Pada akhir bulan Agustus, akhirnya Florence Sihombing menjalani sidang putusan dengan hukuman dua bulan penjara, dengan masa percobaan enam bulan serta denda Rp 10 juta subsider satu bulan penjara oleh majelis hakim. Flo dianggap telah melanggar pasal 27 ayat 3 juncto pasal 45 ayat 1 UU Informasi dan Transaksi Elektronik (ITE).
Berdasarkan kasus tersebut, saya menemukan keterkaitannya dengan penggunaan new media dan hubungan dengan konsep-konsep KAB. Konsep komunikasi antar budaya yang pertama tentu dapat terlibat bahwa adanya proses komunikasi antarbudaya dapat berfungsi sebagai sarana menghasilkan keselarasan dan kebersamaan. Dengan adanya komunikasi antar budaya, tentunya dapat menghindari kasus seperti ini, Florence Sihombing dapat lebih memahami situasi ketika berada di antrian Pom Bensin tersebut, serta dapat lebih baik dalam menggunakan Path, salah satu contoh dari new media.

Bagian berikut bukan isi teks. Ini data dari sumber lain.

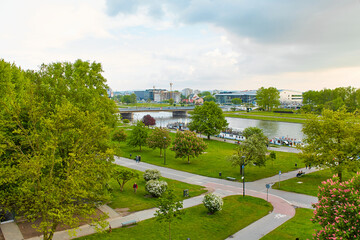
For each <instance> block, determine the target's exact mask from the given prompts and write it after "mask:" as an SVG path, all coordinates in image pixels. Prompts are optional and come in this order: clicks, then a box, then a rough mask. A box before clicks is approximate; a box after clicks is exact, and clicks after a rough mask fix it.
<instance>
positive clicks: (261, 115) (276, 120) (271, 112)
mask: <svg viewBox="0 0 360 240" xmlns="http://www.w3.org/2000/svg"><path fill="white" fill-rule="evenodd" d="M224 115H225V117H232V118H245V119H257V120H264V121H275V122H289V123H305V121H306V115H305V114H288V113H273V112H243V111H241V112H224Z"/></svg>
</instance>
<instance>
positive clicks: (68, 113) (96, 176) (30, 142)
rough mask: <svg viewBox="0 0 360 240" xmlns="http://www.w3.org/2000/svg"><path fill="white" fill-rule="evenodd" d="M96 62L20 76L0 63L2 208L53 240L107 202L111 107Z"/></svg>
mask: <svg viewBox="0 0 360 240" xmlns="http://www.w3.org/2000/svg"><path fill="white" fill-rule="evenodd" d="M101 72H102V69H101V65H100V64H97V63H91V64H90V63H88V62H83V61H81V60H78V61H76V62H75V63H73V64H72V63H54V64H50V65H42V66H41V69H40V71H38V72H35V71H28V72H24V71H22V70H20V69H19V68H17V67H16V66H14V65H10V64H8V63H6V62H4V61H0V79H1V83H0V95H1V96H2V97H1V99H0V105H1V107H0V126H1V127H0V142H1V143H2V144H0V179H1V186H0V205H1V206H3V207H5V208H6V209H10V208H12V209H15V211H16V212H18V213H21V214H22V215H23V216H24V217H25V218H26V219H27V220H29V221H31V222H32V221H34V220H36V219H39V218H41V222H40V224H38V225H36V226H35V227H36V229H37V230H38V231H40V232H42V233H43V238H44V239H52V237H53V234H54V231H55V229H56V227H57V226H59V225H67V226H71V227H74V226H76V225H77V224H78V223H79V222H80V216H83V217H87V218H90V216H91V215H92V214H93V213H94V212H95V209H96V206H98V204H101V203H104V202H105V201H107V200H108V195H107V191H106V188H105V183H106V182H107V181H108V180H109V178H110V174H109V172H110V167H111V161H112V157H113V151H112V149H111V148H110V144H109V139H110V127H112V126H113V125H115V123H116V116H115V114H114V112H115V107H114V106H115V105H114V102H113V101H112V100H110V99H108V98H107V97H106V96H107V95H106V88H107V86H106V85H105V79H104V78H103V77H102V76H101Z"/></svg>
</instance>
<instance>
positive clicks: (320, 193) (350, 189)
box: [313, 173, 360, 239]
mask: <svg viewBox="0 0 360 240" xmlns="http://www.w3.org/2000/svg"><path fill="white" fill-rule="evenodd" d="M359 189H360V173H358V174H357V175H356V176H355V177H354V178H352V179H351V180H349V181H346V182H341V181H340V179H339V178H337V177H336V176H334V177H333V178H332V179H328V180H327V181H326V182H325V181H324V182H323V184H322V186H321V187H320V188H319V194H318V199H319V202H318V203H316V204H314V205H313V206H314V207H315V210H314V214H315V216H314V218H313V221H314V222H317V223H319V224H320V226H321V227H322V229H321V230H319V231H317V232H316V235H315V236H314V239H358V238H359V237H360V230H359V229H360V223H359V221H360V214H359V212H360V192H359Z"/></svg>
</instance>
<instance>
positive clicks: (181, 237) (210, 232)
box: [79, 196, 272, 240]
mask: <svg viewBox="0 0 360 240" xmlns="http://www.w3.org/2000/svg"><path fill="white" fill-rule="evenodd" d="M271 209H272V207H271V205H270V204H269V203H267V202H266V201H264V200H262V199H258V198H253V197H245V198H243V197H242V196H230V197H226V198H224V206H223V210H222V211H220V212H217V213H215V214H213V215H208V214H207V210H206V209H205V207H204V206H203V205H198V206H195V207H192V208H188V209H186V210H185V215H184V216H183V218H182V220H178V221H176V222H174V223H173V224H172V225H171V229H172V230H171V235H172V239H174V240H175V239H181V240H183V239H187V238H190V239H207V240H213V239H214V240H215V239H218V240H222V239H225V238H227V237H228V236H230V235H232V234H234V233H235V232H237V231H239V230H240V229H242V228H244V227H246V226H247V225H249V224H251V223H252V222H254V221H256V220H257V219H260V218H261V217H263V216H265V215H267V214H268V212H269V211H271ZM229 223H231V224H229ZM79 239H82V240H85V239H88V240H94V239H103V240H115V239H134V240H136V239H139V240H140V239H141V240H142V239H168V224H167V223H160V222H158V221H156V220H155V219H149V220H145V221H143V222H140V223H138V224H137V225H136V226H134V227H129V228H119V229H113V231H112V232H111V233H110V234H109V233H103V234H94V235H91V236H85V237H82V238H79Z"/></svg>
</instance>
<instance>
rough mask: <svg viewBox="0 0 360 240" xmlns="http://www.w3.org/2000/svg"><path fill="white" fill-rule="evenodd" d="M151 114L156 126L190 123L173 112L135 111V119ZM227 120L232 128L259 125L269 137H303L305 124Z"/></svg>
mask: <svg viewBox="0 0 360 240" xmlns="http://www.w3.org/2000/svg"><path fill="white" fill-rule="evenodd" d="M147 114H150V115H151V116H152V117H153V118H155V120H156V126H158V127H166V125H167V124H168V123H174V122H183V123H189V122H190V121H191V120H190V118H174V117H173V116H172V113H171V112H150V113H146V112H145V113H144V112H142V113H134V121H136V120H141V119H142V117H143V116H145V115H147ZM226 120H227V121H228V123H229V127H230V128H236V129H240V130H243V129H245V128H247V127H258V128H261V129H263V131H264V133H265V135H266V136H267V137H268V138H274V137H288V138H295V139H303V138H304V134H303V133H302V131H301V130H302V127H303V124H301V123H287V122H274V121H264V120H256V119H245V118H229V117H227V118H226Z"/></svg>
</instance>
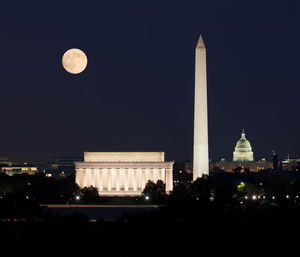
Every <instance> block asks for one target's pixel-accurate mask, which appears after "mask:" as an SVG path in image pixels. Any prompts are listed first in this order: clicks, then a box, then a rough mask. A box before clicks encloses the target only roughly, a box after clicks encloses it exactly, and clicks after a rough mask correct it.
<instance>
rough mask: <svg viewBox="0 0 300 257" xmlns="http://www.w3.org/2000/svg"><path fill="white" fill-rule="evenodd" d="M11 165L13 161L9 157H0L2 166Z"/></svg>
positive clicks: (11, 165)
mask: <svg viewBox="0 0 300 257" xmlns="http://www.w3.org/2000/svg"><path fill="white" fill-rule="evenodd" d="M3 166H4V167H9V166H12V162H11V161H10V160H9V158H8V157H0V167H3Z"/></svg>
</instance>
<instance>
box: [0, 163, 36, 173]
mask: <svg viewBox="0 0 300 257" xmlns="http://www.w3.org/2000/svg"><path fill="white" fill-rule="evenodd" d="M0 169H1V172H3V173H6V174H7V175H9V176H13V175H17V174H28V175H34V174H35V173H37V172H38V168H37V167H36V166H32V165H28V164H26V163H25V164H24V165H12V166H7V167H1V168H0Z"/></svg>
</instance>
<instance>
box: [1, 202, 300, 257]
mask: <svg viewBox="0 0 300 257" xmlns="http://www.w3.org/2000/svg"><path fill="white" fill-rule="evenodd" d="M299 218H300V208H299V206H298V205H289V204H288V203H287V204H283V205H282V206H269V207H264V208H262V207H260V206H255V205H253V204H252V203H249V205H248V206H243V207H241V206H238V205H232V206H230V205H218V204H215V203H209V202H201V203H189V204H183V203H181V204H179V205H178V204H176V206H175V205H172V204H169V205H168V206H166V207H164V208H160V209H157V210H154V211H152V212H146V213H139V214H136V213H133V214H128V215H124V216H122V217H120V218H119V219H117V220H116V221H113V222H112V221H104V220H101V219H99V220H98V221H97V222H90V221H89V218H88V217H87V216H85V215H82V214H74V215H72V216H65V217H62V216H56V215H52V214H50V213H48V214H45V215H44V216H43V217H40V218H35V219H27V220H26V221H22V220H19V221H1V222H0V230H1V234H0V242H1V251H2V252H4V251H8V253H9V256H17V255H18V256H20V255H22V256H24V255H25V254H26V255H27V254H29V255H28V256H33V255H34V256H44V255H47V256H190V255H191V254H192V253H193V252H194V253H195V255H197V256H207V255H208V254H209V255H214V254H222V255H223V254H227V255H233V256H240V255H245V254H248V255H249V254H251V255H262V254H268V256H269V255H271V254H274V253H278V252H279V251H284V254H285V255H288V254H289V253H290V252H291V251H292V250H295V249H297V248H298V244H299V243H298V242H299ZM204 252H206V253H204Z"/></svg>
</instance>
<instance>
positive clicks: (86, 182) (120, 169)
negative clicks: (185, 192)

Kasus yang dilatarbelakangi oleh ketidaksabaran Florence Sihombing dalam mengantri sebenarnya antri sendiri sudah menjadi budaya yang ada di Indonesia. Dilansir dari Educhild (Chairilsyah, 2015:81), budaya antri mengandung makna kedisiplinan sebagai aktivitas sosial yang dapat terjadi dimana saja. Budaya antri bagi orang dewasa tentu menjadi mudah dipahami dan diterapkan dalam kehidupan sehari-hari begitu pula yang harus dilakukan oleh Florence Sihombing.
Kemudian, berdasarkan jurnal "Konsep dan Dinamika Antarbudaya di Indonesia", konsep dari komunikasi budaya yaitu berbagi informasi, pengetahuan, perasaan dan pengalaman yang dilakukan oleh manusia dari berbagai budaya dapat membantu Florence Sihombing dapat memahami budaya yang ada di Yogyakarta, melihat dirinya pun memaparkan kejengkelan dalam kalimatnya yang diunggah di Path berfokus pada "tak berbudaya".
Daftar Pustaka
Chairilsyah, D. (2015). Metode dan Teknik Mengajarkan Budaya Antri pada Anak Usia Dini. Educhild, Vol. 4(2), 79-84.